Günther Prasicek

Research statement

My research focuses on glacial landscape evolution and on the interactions of climate and tectonics that (re)shaped mountain landscapes during the Pleistocene glaciation cycles. I aim to test concepts and theory of landscape evolution by comparing the shape of predicted terrain to real-world topography. Recent work includes an assessment of the persistence of glacial imprint in mountain ranges and the theoretical description of glacial equilibrium landscapes.

Tectonic Modulation of Climate Cycle Impact on Orogens

The interactions between tectonics, climate and erosion have been subject of active debate for decades. Peaks of erosion during the transitions between glacial and interglacial periods inferred from the sedimentary record suggest that, in addition to global cooling, oscillating climate conditions have promoted the worldwide increase in erosion during the Pleistocene epoch. Mechanisms such as postglacial sediment evacuation and paraglacial effects or increased erosion due to climate-induced imbalances between landscape shape and erosional processes have been proposed to explain these observations, but a physically-based understanding of the related process interactions is still incomplete. Furthermore, recent findings suggest that rock uplift rates may have played an important role in modulating the pace of transitions between glacial and fluvial landscapes and hence overall Pleistocene erosion. This implies that tectonics influences the impact of periodic climate variations on orogen evolution.

In this project we will establish a process-based understanding of the empirically documented influence of tectonic forcing on orogenic erosion and relief production in a cold, oscillating climate using a landscape evolution model and geomorphometric analyses constrained by thermochronometric dating. We propose to look at the coupled system of tectonics, climate and erosion by examining the processes that control the longevity of topographic relief, which is the expression of a dynamical equilibrium.

Short biography

I earned my master’s degree from the University of Vienna and did my PhD in Geoinformatics at the University of Salzburg. During my PhD studies I spent 6 months at the University of Washington in Seattle. I focused on the morphometric description and automated detection of glacially sculpted topography and on the analysis of the distribution of such terrain. After completion of my PhD I worked as a postdoc in the FutureLakes project at the University of Salzburg. I am looking very much forward to join ICE in April 2017.

List of publications

Robl, J., Heberer, B., Prasicek, G., Neubauer, F., Hergarten, S. (2017). The topography of a continental indenter: The interplay between crustal deformation, erosion and base level changes in the easter Southern Alps. Journal of Geophysical Research.

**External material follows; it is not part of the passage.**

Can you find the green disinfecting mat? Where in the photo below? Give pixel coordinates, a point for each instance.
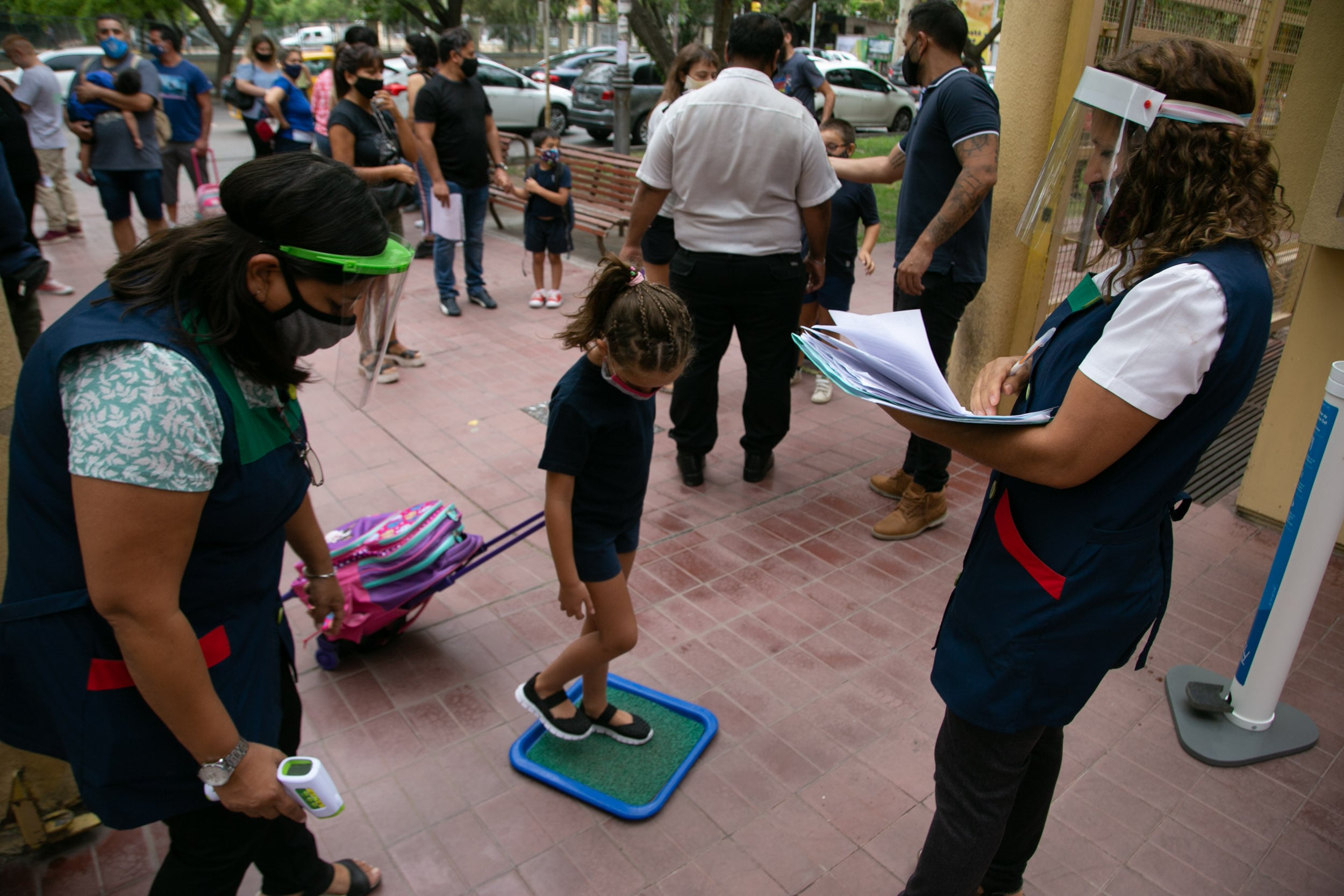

Niederheiser, R., MokroA, M., Lange, J., Petschko, H., Prasicek, G., Elberink, S.O., 2016. Deriving 3D point clouds from terrestrial photographs – Comparison of different sensors and software, International Archives of the Photogrammetry, Remote Sensing and Spatial Information Sciences – ISPRS Archives, pp. 685-692

Prasicek, G., Larsen, I. J. & D. R. Montgomery (2015). Tectonic control on the persistence of glacially-sculpted topography. Nature Communications 6.

Robl, J., Prasicek, G., Hergarten, S. & B. Salcher (2015). Glacial cirques and the relationship between equilibrium line altitudes and mountain range height: COMMENT. Geology 43, e365.

Robl, J., Prasicek, G., Hergarten, S. & K. Stüwe (2015). Alpine topography in the light of tectonic uplift and glaciation. Global and Planetary Change, 127(0), 34-49.

Prasicek, G., Otto J.-C. , Montgomery D. R. & L. Schrott (2014), Multi-scale curvature for automated identification of glaciated mountain landscapes. Geomorphology, 209 (0), 53-65.

Prasicek, G., Otto, J.-C., Montgomery D. R. & L. Schrott (2014). Glaciated valleys in Europe and western Asia. Journal of Maps, 1-10.